Зимнее наступление 1941-42 года было недолгим, особенно в Крыму. Почти до тоски было жалко узнать, что 17 января 1942 года оставлена Феодосия, а 20 мая Керчь. Но ведь не моряки же были в этом виноваты!
Медали за оборону Ленинграда, Одессы, Севастополя и Сталинграда были учреждены 22 декабря 1942 года, а за оборону Москвы только 1 мая 1944-го. Все-таки несочетаемые слова Москва и паника 16 октября соединялись. В решете истории остаются медали, песок же подробностей уносит река времени.
После победы под Москвой у меня никогда уже не появлялась мысль о возможности нашего поражения в войне. Уверенность эта была чуть-чуть от сказки, где всегда конец благополучен. Первые трещины, появившиеся на великолепной картине моего гармоничного мира, были все же поверхностными. Внутри мир оставался неизменным.
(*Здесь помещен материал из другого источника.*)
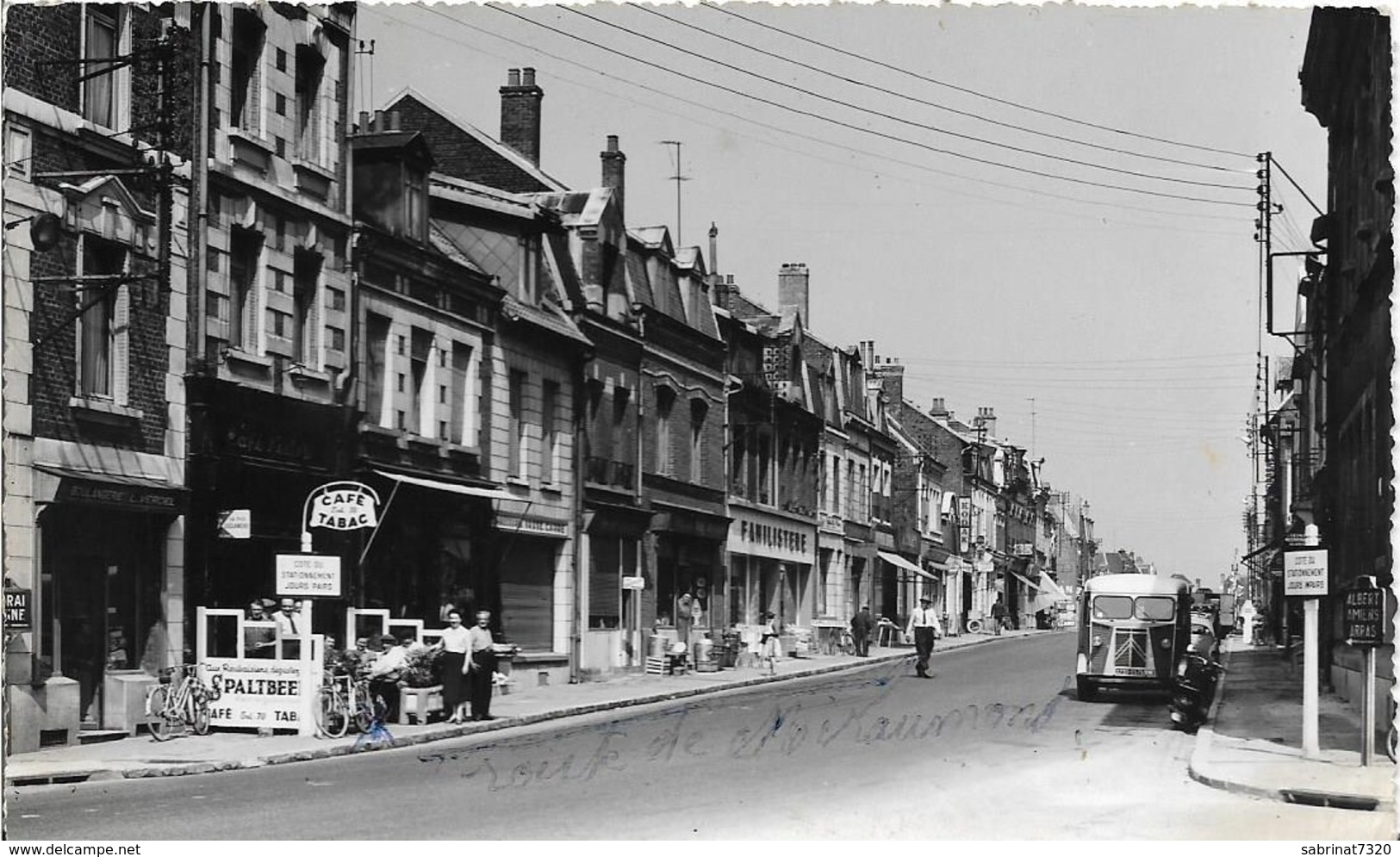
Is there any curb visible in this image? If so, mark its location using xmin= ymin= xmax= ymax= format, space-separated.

Я приведу два события, которые случились (их, конечно, было значительно больше), чтобы показать это.
Долговязый Вадим Ш., готовый, как и все мы тогда, съесть все, что только съедобно, вдруг то за обедом, то за ужином стал откладывать кусочки хлеба, а иногда и сахар и аккуратно завертывать их в газету. От задаваемых вопросов: "зачем?", он как-то ловко увиливал, и, вдобавок, стал куда-то исчезать по вечерам. Только позднее он рассказал мне и еще, кажется, Володе Кудрявцеву, что познакомился с поляками, высланными из Белостока и очень бедствующими. Я тогда подумал, что он, наверное, влюбился в полячку. О том, что эти люди оказались в Сибири из-за нашего освободительного похода в Польшу и что с ними поступили несправедливо, об этом тогда мыслей у меня не возникало.
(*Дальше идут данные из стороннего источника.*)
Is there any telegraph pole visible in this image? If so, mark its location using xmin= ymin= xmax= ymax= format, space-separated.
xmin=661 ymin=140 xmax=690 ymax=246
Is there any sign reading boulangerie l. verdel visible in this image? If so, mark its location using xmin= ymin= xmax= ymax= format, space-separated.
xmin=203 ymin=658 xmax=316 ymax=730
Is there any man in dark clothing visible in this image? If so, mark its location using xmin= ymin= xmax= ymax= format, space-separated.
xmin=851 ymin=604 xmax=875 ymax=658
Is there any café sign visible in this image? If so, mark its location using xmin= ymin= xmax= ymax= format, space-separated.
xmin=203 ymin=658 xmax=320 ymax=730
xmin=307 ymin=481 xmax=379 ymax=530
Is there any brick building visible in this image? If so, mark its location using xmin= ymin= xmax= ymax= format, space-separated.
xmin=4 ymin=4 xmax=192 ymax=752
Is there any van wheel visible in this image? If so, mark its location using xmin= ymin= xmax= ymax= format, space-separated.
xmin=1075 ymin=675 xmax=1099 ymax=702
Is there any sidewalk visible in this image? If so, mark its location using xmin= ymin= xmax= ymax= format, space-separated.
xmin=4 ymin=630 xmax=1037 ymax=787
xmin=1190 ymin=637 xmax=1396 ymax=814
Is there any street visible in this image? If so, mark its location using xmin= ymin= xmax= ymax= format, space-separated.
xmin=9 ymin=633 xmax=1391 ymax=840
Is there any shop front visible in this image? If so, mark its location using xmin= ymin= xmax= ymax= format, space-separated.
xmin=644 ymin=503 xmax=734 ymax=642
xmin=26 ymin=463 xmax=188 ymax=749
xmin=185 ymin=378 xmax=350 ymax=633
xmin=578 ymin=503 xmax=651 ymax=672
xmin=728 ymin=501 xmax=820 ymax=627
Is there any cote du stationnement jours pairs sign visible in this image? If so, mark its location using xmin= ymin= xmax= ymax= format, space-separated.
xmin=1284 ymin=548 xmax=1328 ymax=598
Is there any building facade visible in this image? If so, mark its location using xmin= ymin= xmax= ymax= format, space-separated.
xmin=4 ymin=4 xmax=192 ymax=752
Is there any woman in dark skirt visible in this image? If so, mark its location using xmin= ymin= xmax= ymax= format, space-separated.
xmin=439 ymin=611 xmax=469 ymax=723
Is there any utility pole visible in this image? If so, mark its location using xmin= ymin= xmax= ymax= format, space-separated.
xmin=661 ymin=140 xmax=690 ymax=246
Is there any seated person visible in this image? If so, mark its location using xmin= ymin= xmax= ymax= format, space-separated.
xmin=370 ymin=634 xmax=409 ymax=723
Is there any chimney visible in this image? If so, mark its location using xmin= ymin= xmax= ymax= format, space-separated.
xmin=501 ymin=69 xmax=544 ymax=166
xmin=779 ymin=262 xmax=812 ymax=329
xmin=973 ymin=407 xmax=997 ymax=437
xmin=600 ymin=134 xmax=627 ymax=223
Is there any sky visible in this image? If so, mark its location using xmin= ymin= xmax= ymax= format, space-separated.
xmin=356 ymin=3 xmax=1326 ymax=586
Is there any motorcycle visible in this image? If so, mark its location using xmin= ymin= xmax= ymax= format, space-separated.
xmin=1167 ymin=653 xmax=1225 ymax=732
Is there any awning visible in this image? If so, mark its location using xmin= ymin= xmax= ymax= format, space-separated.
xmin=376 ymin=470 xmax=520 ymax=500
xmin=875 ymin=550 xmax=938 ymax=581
Позднее арестовали нашего старшину роты Колю С. Кто-то донес, что он, якобы, с похвалой отзывался о немецкой военной технике, кажется, о самолетах. И Колю забрали. Прошло это как-то потихоньку, вроде ничего такого и не произошло, никто не возмутился. Я, например, успокоил себя тем, что посчитал: он нарушил "правила игры" и, кроме того, надо выбирать себе настоящих друзей. Таких, как Вилька, Генка, Володя, Борис, Аркашка, Май... Одним словом, сам виноват, хотя за это можно было бы и не забирать. (О том, кто донес, много лет спустя мы узнали...). Справедливость нашего общественного строя, как и жена Цезаря, была вне подозрений.